Custom data augmentation

You can also create custom data augmenation layers. This tutorial shows two ways of doing so. First, you will create a layers.Lambda layer. This is a good way to write concise code. Next, you will write a new layer via subclassing, which gives you more control.
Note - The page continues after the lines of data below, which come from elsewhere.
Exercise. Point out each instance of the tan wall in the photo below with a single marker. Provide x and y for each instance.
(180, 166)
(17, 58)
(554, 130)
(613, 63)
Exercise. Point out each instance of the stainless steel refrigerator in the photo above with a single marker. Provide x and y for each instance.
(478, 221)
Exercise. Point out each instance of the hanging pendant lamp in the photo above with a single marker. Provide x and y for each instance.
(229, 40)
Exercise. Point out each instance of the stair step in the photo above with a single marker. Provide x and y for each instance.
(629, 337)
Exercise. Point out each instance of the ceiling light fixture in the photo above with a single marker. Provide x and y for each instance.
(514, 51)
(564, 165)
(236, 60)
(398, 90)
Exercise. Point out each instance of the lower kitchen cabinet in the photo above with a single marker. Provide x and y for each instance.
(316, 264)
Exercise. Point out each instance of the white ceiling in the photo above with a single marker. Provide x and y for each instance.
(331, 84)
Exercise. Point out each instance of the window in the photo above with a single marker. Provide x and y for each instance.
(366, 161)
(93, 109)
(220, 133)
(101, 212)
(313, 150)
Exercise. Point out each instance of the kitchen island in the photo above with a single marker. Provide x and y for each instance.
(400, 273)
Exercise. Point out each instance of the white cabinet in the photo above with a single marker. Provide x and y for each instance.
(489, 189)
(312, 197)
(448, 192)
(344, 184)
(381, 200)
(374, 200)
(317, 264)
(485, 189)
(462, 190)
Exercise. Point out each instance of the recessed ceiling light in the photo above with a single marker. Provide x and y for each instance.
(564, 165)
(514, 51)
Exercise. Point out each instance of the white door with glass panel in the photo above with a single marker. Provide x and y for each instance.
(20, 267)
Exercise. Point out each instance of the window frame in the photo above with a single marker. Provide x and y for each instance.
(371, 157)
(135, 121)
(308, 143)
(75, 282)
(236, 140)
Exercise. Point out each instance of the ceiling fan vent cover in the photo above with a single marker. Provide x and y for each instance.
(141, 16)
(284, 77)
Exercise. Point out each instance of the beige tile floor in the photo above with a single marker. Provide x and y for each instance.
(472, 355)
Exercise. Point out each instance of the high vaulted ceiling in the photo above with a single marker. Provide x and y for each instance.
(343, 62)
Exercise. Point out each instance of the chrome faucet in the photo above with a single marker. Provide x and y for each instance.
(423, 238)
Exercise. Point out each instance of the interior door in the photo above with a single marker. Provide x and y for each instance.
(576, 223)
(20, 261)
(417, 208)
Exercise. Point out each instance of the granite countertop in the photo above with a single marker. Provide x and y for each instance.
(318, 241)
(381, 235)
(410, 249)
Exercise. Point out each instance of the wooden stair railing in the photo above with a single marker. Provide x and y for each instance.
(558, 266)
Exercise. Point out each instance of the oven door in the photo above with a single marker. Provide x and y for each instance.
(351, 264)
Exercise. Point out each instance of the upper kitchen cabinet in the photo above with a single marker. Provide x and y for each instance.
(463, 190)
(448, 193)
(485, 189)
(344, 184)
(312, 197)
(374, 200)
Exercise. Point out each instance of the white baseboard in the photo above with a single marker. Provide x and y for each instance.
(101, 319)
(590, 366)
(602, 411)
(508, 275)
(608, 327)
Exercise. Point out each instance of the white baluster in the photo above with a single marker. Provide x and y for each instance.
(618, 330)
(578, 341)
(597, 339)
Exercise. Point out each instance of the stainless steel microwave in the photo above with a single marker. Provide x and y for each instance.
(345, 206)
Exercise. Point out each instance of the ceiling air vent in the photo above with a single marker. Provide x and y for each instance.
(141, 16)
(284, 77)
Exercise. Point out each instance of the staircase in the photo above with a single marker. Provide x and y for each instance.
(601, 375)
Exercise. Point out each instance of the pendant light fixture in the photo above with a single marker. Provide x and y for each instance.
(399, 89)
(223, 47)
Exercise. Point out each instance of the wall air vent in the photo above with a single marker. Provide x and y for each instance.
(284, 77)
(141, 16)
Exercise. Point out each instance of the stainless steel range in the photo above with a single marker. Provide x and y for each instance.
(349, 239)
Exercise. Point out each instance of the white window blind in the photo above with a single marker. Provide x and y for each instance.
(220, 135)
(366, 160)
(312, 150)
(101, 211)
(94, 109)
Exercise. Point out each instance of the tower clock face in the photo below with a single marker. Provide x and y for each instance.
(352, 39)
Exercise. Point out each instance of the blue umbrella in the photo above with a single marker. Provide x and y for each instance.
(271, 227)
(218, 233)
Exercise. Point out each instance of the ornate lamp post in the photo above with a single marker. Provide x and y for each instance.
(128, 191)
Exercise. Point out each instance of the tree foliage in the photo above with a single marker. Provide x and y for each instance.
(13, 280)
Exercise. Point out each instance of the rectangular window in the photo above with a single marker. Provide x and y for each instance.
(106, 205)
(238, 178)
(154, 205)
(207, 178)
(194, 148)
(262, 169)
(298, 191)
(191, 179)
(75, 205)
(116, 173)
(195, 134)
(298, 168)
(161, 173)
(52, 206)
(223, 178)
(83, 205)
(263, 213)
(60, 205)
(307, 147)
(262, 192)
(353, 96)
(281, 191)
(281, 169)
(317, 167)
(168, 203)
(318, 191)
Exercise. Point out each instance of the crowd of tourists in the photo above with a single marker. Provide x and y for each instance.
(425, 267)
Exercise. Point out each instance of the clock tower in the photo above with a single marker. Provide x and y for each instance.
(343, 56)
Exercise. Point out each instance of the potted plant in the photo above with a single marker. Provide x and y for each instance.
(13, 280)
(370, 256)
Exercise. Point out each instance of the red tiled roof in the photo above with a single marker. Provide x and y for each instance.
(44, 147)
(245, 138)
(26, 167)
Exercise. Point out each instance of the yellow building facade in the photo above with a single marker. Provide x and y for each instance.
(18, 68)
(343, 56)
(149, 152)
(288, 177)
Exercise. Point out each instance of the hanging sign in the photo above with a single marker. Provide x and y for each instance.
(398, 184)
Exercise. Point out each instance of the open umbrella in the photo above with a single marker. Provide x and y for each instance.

Both layers will randomly invert the colors in an image, accoring to some probability.

def random_invert_img(x, p=0.5):
  if  tf.random.uniform([]) < p:
    x = (255-x)
  else:
    x
  return x 
def random_invert(factor=0.5):
  return layers.Lambda(lambda x: random_invert_img(x, factor))

random_invert = random_invert() 
plt.figure(figsize=(10, 10))
for i in range(9):
  augmented_image = random_invert(image)
  ax = plt.subplot(3, 3, i + 1)
  plt.imshow(augmented_image[0].numpy().astype("uint8"))
  plt.axis("off") 

png

Next, implement a custom layer by subclassing.

class RandomInvert(layers.Layer):
  def __init__(self, factor=0.5, **kwargs):
    super().__init__(**kwargs)
    self.factor = factor

  def call(self, x):
    return random_invert_img(x) 
_ = plt.imshow(RandomInvert()(image)[0]) 

png

Both of these layers can be used as described in options 1 and 2 above.

Using tf.image

The above layers.preprocessing utilities are convenient. For finer control, you can write your own data augmentation pipelines or layers using tf.data and tf.image. You may also want to check out TensorFlow Addons Image: Operations and TensorFlow I/O: Color Space Conversions

Since the flowers dataset was previously configured with data augmentation, let's reimport it to start fresh.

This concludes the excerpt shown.